There is no lounging in the Mormon concept of heaven. No clouds, no wings. Nope. We continue do the most important things that souls are capable of—learning, loving, creating—but on a more sanctified, spiritually generative level. We have families and care for them. Just as our own Heavenly Parents did.
So, yes, as I understand it, it is a traditional Mormon teaching that human beings can become gods, but in the same spirit that children can grow up and become parents without displacing the priority and sovereignty of their own parents.

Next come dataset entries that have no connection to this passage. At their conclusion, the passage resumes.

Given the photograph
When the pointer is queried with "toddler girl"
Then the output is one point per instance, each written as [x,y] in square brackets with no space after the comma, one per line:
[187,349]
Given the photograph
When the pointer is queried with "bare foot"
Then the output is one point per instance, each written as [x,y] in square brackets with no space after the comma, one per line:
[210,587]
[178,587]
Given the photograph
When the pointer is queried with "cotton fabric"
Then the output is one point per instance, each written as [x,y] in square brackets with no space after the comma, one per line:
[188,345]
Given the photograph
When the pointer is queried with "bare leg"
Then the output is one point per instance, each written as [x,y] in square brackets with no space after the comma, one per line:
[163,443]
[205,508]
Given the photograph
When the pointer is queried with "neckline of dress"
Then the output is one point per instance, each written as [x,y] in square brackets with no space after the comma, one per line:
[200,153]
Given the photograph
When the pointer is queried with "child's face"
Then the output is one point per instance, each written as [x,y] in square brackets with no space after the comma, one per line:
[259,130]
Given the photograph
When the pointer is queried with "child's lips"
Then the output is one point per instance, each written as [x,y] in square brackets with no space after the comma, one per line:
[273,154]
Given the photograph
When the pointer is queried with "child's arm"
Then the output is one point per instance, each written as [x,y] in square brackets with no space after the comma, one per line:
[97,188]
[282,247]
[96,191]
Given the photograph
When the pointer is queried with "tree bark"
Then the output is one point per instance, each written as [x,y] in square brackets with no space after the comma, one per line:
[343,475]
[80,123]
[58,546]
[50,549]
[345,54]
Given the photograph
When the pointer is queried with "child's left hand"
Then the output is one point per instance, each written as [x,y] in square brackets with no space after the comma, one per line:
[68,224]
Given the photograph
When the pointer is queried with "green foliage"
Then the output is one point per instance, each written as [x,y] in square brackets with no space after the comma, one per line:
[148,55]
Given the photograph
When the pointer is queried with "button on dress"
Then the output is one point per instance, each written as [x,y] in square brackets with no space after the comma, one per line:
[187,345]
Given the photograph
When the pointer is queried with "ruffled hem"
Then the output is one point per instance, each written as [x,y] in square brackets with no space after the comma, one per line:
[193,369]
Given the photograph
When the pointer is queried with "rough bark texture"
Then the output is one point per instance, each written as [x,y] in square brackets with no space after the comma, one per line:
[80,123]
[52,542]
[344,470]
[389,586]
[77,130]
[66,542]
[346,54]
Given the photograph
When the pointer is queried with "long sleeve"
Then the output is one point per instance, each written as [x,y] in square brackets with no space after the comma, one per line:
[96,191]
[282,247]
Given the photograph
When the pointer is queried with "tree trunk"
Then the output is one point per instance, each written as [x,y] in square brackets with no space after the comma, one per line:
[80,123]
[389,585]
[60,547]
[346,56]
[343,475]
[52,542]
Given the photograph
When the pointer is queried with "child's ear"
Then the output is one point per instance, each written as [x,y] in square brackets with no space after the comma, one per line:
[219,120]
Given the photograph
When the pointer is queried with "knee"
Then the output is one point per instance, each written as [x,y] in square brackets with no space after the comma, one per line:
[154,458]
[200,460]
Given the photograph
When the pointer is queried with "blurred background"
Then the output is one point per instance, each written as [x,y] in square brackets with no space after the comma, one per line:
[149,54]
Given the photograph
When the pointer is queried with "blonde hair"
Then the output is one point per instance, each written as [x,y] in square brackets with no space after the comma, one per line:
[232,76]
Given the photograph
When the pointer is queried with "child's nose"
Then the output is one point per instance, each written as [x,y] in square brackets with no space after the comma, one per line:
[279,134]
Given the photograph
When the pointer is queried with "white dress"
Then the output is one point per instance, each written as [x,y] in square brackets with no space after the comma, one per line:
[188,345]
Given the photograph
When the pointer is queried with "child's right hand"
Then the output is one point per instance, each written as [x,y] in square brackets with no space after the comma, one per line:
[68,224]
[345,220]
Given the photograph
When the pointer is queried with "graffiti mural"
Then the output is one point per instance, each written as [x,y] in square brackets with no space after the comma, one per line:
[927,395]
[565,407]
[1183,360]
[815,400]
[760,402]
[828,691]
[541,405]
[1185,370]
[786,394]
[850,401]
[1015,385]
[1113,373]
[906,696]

This doctrine is viewed as heresy by the rest of the Christian world. It’s also one of the boldest claims Mormon doctrine makes, so it has been the subject of a great deal of sensationalism. Anti-Mormon ministries that were most active in the 1980s (but continue to this day) love to sensationalize this idea. The most egregious of the anti-Mormon movies, The Godmakers, focused in on this idea, helping in part to promote the cartoonish sensationalization that Mormons believe in getting our own planets, which I’ve never heard anyone discuss seriously.
Perhaps in response to this sensationalization, LDS Church President Gordon B. Hinckley appeared to distance himself and the Church from this doctrine in interviews given in 1997 and 1998. This and evidence that the concept of godhood is less frequently addressed in talks by LDS Church leaders than it was a few decades ago have led Mormonism’s most perceptive observers to wonder if the doctrine is being deemphasized. Jana Riess recently wrote in the Christian Century: “Does that mean that Mormons no longer believe that they can become gods? It is difficult to say. Many Mormons no longer think about the topic at all; it has become an insignificant aspect of contemporary theological expression. The idea may someday fade away, just as the church’s encouragement of plural marriage—once a cornerstone not just of Mormon practice but of its belief system—has faded away.”
But it also may be the case that this doctrine is just one that Mormons shy away from discussing openly. I grew up hearing the phrase: “As man is, God once was, as God is, man may become,” lines attributed to the nineteenth-century Mormon leader Lorenzo Snow. And in preparing to write this blog entry, I read again the 1844 Joseph Smith sermon known as the “King Follett Discourse”: “God himself was once as we are now, and is an exalted man, and sits enthroned in yonder heavens! … It is the first principle of the Gospel to know for a certainty the Character of God, and to know that we may converse with him as one man converses with another, and that he was once a man like us; yea, that God himself, the Father of us all, dwelt on an earth, the same as Jesus Christ himself did.” Smith continued: “Intelligence is eternal and exists upon a self-existent principle. It is a spirit from age to age and there is no creation about it. All the minds and spirits that God ever sent into the world are susceptible of enlargement.”
Unorthodox Mormon though I may be, I am struck by the beauty of these lines and this idea. It’s one of the most powerful and distinctive elements of traditional Mormon doctrine. It’s one I’m glad to own.
What do you think, Mormon readers, is this doctrine being deemphasized? I’d love to hear from you too, non-Mo folks.